Governance and Sustainability at Nike Case Study Discussion The assignment itself is rather simple; Governance and Sustainability at Nike Case are written

Governance and Sustainability at Nike Case Study Discussion The assignment itself is rather simple; Governance and Sustainability at Nike Case are written so that the last couple pages strongly imply or explicitly state some issues or challenges facing the firm or decision maker. Identifying and addressing these is your task; you will simply write a report identifying and answering these questions. Part of the assignment is your determination as to what the most pressing issues/questions are that you should address.

In formulating and structuring your essay, you should identify and organize your paper around what you believe are the three biggest issues, problems, challenges, or opportunities raised in the case. What are these three? Why did you choose these three and not other possible choices? What specific recommendations do you offer for these issues? I would recommend that you start with a brief introduction, but do not dwell on case details, as they are already provided. Get right into your identification, analysis, and recommendation of your 3 issues. Close with a summary conclusion and present any possible caveats or concerns regarding your analyses and recommendations.
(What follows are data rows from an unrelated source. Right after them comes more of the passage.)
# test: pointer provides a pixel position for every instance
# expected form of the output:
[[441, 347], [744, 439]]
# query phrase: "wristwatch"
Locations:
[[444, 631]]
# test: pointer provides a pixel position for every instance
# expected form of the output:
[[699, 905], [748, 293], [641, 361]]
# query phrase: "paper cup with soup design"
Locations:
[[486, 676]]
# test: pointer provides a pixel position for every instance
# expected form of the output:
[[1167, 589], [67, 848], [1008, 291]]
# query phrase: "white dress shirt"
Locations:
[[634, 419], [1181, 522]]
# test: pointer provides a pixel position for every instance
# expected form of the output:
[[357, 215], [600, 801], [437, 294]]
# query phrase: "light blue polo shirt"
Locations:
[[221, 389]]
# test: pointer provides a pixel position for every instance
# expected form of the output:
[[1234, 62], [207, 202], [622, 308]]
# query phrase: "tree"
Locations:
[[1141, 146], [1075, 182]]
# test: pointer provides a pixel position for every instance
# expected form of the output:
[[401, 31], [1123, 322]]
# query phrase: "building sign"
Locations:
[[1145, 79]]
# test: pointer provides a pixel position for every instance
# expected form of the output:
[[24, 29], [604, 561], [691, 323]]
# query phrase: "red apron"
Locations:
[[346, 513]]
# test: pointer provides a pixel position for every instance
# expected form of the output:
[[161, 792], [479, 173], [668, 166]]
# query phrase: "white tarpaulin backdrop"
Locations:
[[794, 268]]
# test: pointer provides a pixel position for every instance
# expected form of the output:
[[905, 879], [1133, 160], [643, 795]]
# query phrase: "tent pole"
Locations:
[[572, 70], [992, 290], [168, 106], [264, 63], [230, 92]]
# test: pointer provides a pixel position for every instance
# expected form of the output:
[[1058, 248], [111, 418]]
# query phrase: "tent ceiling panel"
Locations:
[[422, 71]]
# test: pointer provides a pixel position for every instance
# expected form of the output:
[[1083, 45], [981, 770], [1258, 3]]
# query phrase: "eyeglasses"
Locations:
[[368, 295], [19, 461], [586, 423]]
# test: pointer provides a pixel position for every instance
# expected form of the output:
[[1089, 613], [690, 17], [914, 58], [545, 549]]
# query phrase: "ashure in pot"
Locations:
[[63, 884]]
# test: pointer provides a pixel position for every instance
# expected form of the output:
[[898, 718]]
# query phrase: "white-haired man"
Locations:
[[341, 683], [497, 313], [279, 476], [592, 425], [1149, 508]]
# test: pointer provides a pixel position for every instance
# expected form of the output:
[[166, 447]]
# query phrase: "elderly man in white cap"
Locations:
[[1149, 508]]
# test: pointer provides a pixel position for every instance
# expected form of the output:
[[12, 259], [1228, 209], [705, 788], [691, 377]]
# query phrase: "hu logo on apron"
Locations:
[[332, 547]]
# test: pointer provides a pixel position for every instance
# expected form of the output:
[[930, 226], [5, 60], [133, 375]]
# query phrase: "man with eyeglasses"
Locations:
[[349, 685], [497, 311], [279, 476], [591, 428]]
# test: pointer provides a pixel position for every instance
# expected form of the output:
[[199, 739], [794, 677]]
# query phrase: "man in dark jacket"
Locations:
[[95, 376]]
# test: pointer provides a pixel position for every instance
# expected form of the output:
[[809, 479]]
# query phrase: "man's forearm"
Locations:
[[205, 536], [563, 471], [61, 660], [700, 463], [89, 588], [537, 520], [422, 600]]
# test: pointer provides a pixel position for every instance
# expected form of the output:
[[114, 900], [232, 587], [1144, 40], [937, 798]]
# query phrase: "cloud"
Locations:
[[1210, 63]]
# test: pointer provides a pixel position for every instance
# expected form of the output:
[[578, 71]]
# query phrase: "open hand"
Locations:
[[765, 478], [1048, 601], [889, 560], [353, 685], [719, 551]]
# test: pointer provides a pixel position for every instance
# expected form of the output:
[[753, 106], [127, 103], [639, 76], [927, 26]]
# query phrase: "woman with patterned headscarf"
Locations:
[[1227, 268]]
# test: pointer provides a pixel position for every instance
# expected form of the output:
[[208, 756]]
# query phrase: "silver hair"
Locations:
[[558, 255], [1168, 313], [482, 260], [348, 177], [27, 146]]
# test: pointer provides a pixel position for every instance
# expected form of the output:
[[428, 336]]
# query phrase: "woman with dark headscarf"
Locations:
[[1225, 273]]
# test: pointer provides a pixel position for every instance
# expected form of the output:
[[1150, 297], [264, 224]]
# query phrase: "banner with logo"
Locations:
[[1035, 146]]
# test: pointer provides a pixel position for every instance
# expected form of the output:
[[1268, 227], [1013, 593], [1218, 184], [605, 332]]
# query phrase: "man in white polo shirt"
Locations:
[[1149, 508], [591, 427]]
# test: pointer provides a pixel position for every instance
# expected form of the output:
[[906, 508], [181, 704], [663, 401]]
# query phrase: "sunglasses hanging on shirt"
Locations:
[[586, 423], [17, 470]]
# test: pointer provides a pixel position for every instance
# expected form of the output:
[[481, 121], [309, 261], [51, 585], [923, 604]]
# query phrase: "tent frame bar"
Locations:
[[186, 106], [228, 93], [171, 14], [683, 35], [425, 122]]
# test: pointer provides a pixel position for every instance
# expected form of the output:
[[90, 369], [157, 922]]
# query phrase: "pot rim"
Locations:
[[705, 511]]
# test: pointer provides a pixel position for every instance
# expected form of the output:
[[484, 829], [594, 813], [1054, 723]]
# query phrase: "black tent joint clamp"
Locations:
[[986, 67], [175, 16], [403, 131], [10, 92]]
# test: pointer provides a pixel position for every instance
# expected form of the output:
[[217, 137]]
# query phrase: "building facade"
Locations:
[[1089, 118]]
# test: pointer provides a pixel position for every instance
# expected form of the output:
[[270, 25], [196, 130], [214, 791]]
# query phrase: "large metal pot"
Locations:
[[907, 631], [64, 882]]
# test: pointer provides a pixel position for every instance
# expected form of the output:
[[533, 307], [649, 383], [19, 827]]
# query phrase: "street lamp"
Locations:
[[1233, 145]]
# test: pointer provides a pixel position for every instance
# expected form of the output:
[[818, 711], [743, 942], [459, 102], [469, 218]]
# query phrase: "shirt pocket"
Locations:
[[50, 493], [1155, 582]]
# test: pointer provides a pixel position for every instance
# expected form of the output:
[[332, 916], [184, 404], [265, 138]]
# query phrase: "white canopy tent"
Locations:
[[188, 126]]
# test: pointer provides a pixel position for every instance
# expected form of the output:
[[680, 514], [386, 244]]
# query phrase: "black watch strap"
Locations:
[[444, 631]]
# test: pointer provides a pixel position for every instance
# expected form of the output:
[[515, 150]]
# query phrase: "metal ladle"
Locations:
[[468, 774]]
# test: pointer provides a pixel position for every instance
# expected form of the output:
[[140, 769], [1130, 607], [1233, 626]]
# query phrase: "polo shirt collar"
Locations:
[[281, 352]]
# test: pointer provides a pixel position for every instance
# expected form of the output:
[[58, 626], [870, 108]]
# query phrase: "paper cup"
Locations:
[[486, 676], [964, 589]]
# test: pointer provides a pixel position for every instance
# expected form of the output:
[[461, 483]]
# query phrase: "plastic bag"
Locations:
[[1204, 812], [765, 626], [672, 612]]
Don't use plagiarized sources. Get Your Custom Essay on
Governance and Sustainability at Nike Case Study Discussion The assignment itself is rather simple; Governance and Sustainability at Nike Case are written
Get an essay WRITTEN FOR YOU, Plagiarism free, and by an EXPERT!
Order Essay

As to grading of the case, you will be primarily graded upon:

1- Are the issues you address reasonably/arguably the most important issues?

2- Are your analyses complete and thorough, with your key points well-justified?

3- Do your recommendations build from your analyses? Are they specific, well-developed, and likely to be practicable? Are your key points well-justified?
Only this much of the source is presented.